In other words (hah! Here I go again, hoping to mitigate misunderstanding by using more words!), I can use words to tell my wife I love her, but when I add to those the action of living out my love for her in a way that helps her understand what those spoken words mean, she will believe and understand what “I love you” means. Love incarnated is more persuasive than love merely spoken.
I’ve used a lot of words to talk about the limit of words, but permit me a few more as I close with a story.
I have listened to the words of many prayers over my lifetime, but there is one that I remember above all the others, and it was prayed over me by my friend Andrew Peterson when I was going through a very difficult time in my life. He listened to me and shared some great encouragement from the story of his own life.
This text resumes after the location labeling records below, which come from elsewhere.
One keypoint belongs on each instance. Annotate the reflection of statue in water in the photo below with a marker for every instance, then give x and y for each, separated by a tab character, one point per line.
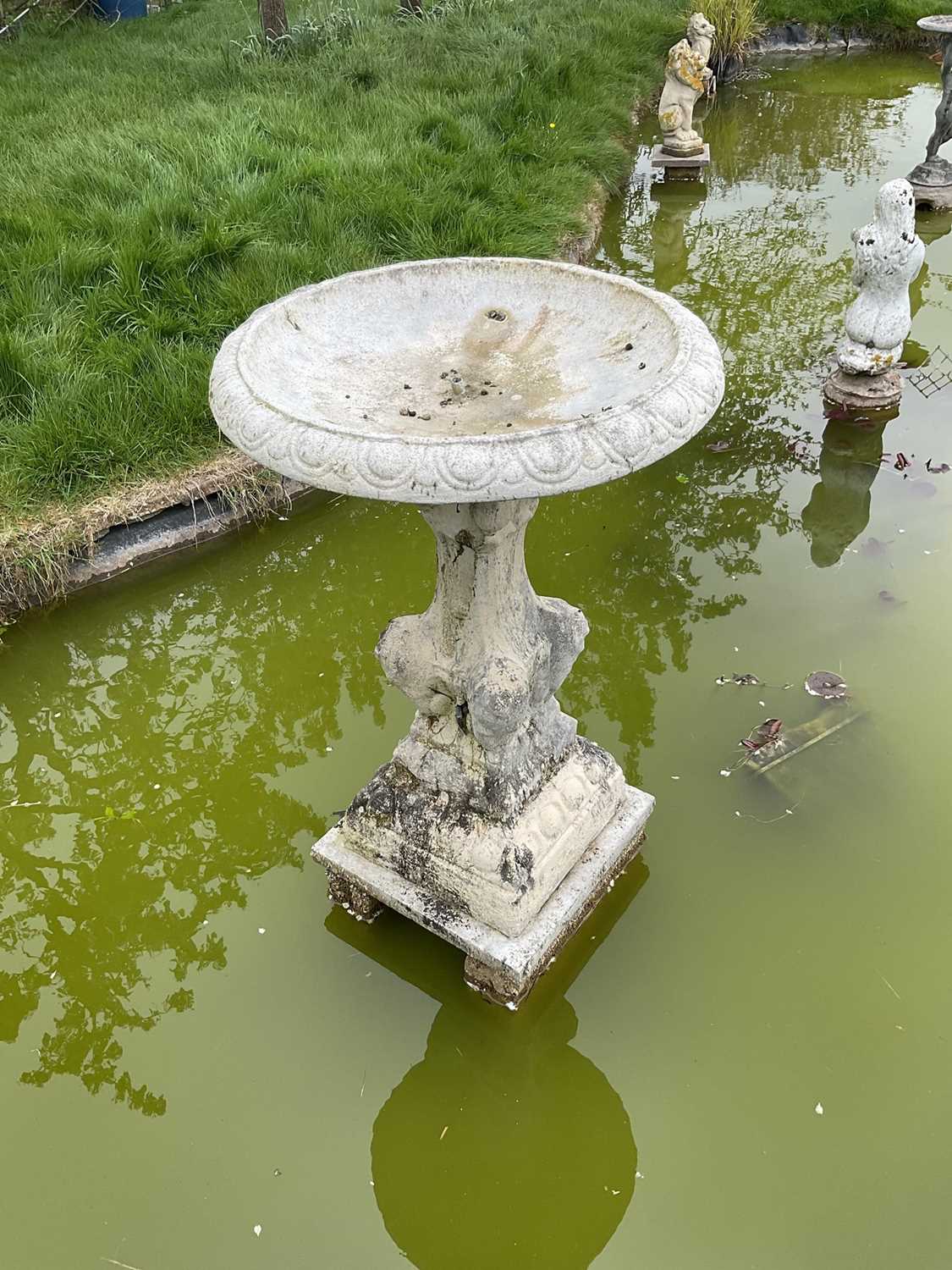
685	78
504	1147
839	505
675	202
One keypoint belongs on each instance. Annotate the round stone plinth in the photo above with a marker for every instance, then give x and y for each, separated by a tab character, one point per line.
863	391
683	152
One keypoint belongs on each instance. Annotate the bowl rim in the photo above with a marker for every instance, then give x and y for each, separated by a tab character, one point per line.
528	462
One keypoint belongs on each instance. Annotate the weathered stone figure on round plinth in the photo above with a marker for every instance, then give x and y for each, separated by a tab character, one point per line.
687	75
888	257
932	179
472	388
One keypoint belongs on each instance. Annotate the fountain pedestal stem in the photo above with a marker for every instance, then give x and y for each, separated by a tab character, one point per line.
492	799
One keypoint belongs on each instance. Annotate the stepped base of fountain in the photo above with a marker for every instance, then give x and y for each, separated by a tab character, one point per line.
499	967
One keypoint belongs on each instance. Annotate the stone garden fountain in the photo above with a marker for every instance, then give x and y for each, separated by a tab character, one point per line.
471	388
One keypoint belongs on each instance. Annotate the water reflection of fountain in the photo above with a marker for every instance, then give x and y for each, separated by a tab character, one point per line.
504	1146
839	505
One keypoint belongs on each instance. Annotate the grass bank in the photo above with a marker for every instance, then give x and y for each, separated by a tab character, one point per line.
157	185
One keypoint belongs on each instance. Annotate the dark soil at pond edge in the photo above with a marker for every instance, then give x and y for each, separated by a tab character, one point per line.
134	248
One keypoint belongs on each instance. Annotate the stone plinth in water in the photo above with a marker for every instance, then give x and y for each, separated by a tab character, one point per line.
472	388
932	178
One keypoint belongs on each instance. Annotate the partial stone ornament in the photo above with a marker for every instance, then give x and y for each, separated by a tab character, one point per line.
932	178
471	388
687	76
888	258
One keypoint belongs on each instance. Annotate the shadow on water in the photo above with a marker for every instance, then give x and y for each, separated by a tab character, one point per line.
504	1146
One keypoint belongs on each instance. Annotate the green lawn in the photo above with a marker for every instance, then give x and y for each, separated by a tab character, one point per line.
157	185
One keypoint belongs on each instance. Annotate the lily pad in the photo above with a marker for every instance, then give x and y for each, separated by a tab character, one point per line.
827	685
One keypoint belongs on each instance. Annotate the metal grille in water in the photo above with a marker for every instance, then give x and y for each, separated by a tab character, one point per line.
934	375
At the end of several days of conversation, he asked if he could pray for me, and I said yes, grateful but expecting the usual kind of prayer that is a bit like preaching to the one you’re praying for. But his prayer was like no other I’ve ever experienced.
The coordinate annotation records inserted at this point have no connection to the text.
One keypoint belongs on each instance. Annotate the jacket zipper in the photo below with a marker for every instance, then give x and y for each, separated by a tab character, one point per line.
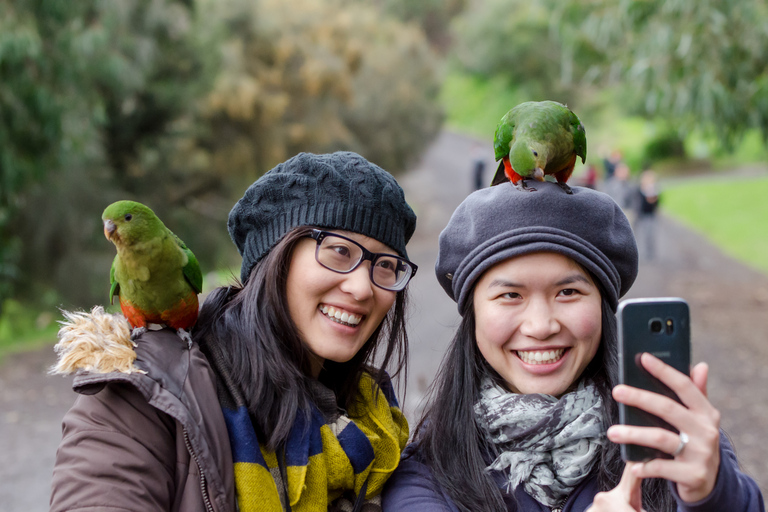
203	488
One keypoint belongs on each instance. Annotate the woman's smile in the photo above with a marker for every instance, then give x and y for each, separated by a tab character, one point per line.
540	357
538	322
340	316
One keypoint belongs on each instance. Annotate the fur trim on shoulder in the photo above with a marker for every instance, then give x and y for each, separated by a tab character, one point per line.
97	342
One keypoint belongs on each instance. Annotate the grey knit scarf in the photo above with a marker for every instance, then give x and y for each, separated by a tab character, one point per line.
548	445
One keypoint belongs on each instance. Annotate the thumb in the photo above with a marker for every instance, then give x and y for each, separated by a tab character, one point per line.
630	486
699	375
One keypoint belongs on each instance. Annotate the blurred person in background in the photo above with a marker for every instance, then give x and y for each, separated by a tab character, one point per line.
283	401
646	201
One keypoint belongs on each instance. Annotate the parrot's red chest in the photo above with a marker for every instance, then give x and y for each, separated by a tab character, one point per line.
182	315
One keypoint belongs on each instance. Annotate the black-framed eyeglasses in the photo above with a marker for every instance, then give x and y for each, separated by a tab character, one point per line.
343	255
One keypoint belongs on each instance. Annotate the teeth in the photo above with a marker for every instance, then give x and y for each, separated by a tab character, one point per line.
541	356
339	316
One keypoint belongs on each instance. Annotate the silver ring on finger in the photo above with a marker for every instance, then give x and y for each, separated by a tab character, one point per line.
683	441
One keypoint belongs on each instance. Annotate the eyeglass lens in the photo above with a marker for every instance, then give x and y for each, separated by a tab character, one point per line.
343	255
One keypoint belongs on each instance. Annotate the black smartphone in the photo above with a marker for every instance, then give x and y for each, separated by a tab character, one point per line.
659	326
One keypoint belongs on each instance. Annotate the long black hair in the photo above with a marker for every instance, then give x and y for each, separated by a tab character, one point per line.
248	328
456	449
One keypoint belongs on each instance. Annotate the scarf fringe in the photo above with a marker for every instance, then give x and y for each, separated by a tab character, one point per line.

We bowed our heads and closed our eyes as he put his hand on my shoulder. And then… silence. No words were spoken in his prayer, but I could feel movement and so I opened my eyes to sneak a peak and found Andrew earnestly praying words in his heart that I would never hear, with tears streaming down his face, his head shaking and bobbing with passion as he contended in prayer over my situation, in an earnest conversation with our God… It was not a prayer for the benefit of my hearing, but for the benefit of my soul and reminded me that we serve a God who hears the deep unspoken groaning of our hearts. When he finished after several minutes, he finally said the one word he would speak of that prayer: “amen”. And I’ve never felt more confident of a prayer being heard as I did that one.